En 2021, le musée Kunsten, au Danemark, a mandaté l’artiste Jens Haaning pour la reproduction d’anciennes œuvres où le salaire annuel moyen d’un habitant d’un pays était représenté à l’aide de billets de banque. L’œuvre intègrerait l’exposition Work it out, dont le thème est une réflexion sur les conditions et pratiques professionnelles. Pour ce faire, environ 68 612 $ CA lui ont été prêtés jusqu’au 16 janvier 2022, date de fin de l’exposition.
L'artiste a remis au musée deux toiles vides intitulées Take the Money and Run, ainsi qu'un courriel expliquant son propos. Selon CBS News, le courriel explique qu’il désirait « remettre en question les conditions de travail des artistes et leurs salaires pour établir des normes plus équitables ».
CBS News a rapporté que le directeur du musée, Lasse Anderson, a éclaté de rire en voyant les toiles. Ce n’est en effet pas ce qu’ils avaient convenu, mais force était de constater que l’œuvre portait un commentaire sur le sujet de l’exposition. Haaning étant connu pour œuvrer à la limite de la légalité et son sens de l’humour ayant été pris en compte, la surprise était moindre pour les enthousiastes de l’art.
Le directeur a toutefois précisé s'attendre à recevoir l'argent le 16 janvier 2022, date inscrite au contrat.
L’artiste a refusé et le musée a entamé des procédures judiciaires. La décision du juge est tombée le 18 septembre : Haaning peut garder sa commission pour le travail de son oeuvre (5 572 $ CA), mais doit rembourser la somme due au musée. Les parties avaient quatre semaines pour contester la décision, soit jusqu’au 18 octobre.

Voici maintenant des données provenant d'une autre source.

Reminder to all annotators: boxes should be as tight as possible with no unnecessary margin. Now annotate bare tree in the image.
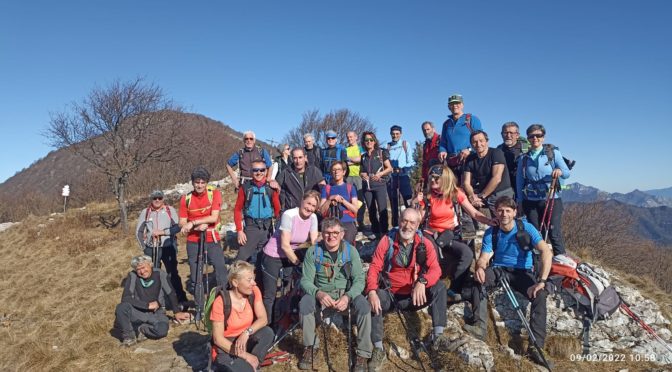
[282,109,374,147]
[44,78,181,233]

Selon l’entreprise de radio-télévision publique du Danemark DR, l’accusé a annoncé ne pas avoir les fonds nécessaires pour continuer les procédures légales. Le directeur des communications du musée Kunsten, Lars Ulrich Hansen, a pourtant révélé à l’Apostrophe que Haaning a finalement décidé de porter le jugement en appel pour contester la décision du juge et retourner en cour.

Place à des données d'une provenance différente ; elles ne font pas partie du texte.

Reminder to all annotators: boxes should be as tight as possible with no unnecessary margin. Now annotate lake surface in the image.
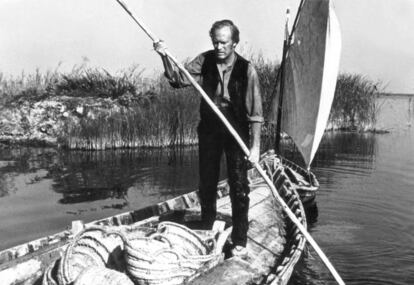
[0,96,414,284]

Un retournement surprenant
Est-ce que le plan de l’artiste déboule hors de son contrôle? Pas selon Nermin Duraković, un artiste contemporain du Danemark. Ce dernier est d’avis qu’avec les 25 ans d’expérience d’Haaning et sa présence dans les plus grandes expositions, « [Haaning] ne fait pas d’erreurs quand il fait de l’art. Il est très conscient. S’il agit, c’est vraiment délibéré ».
« Dans le monde légal, c'est un vol, dans le monde artistique, c'est un happening », raconte Duraković. C'est un des « dadas » d’Haaning : « Il met en lien deux mondes qui ne se croisent pas dans le monde régulier ».
Il précise que l'artiste provient du mouvement de l'Art relationnel, qui réfléchit à l'éthique. Selon Lucia Popa, doctorante en sociologie de l'art, « les actions qui se déroulent en dehors du musée, dans des lieux publics dits "ordinaires" […] sont les outils favoris des artistes relationnel(le)s ».
Tout est planifié
« [Haaning] cherche à provoquer un dialogue sur la condition de travail des artistes et sur ce qu'est l'art », explique Duraković.
Ce dernier raconte que le revenu moyen des artistes est en dessous du salaire moyen, et qu’avec le coût de la vie élevé du Danemark, la situation est assez mauvaise. Haaning a raconté à la plateforme en ligne artnet que créer l’œuvre demandée lui aurait coûté l’équivalent de 3 900 $ de sa poche, alors que son salaire était, rappelons-le, de 5 572 $.
À savoir si l’œuvre remplit son rôle de générer de la discussion, Duraković déplore que la couverture médiatique se concentre sur l’action plutôt que le propos.
Selon lui, l’œuvre est une performance encore en cours et seul le temps laissera la poussière se déposer pour révéler la vérité.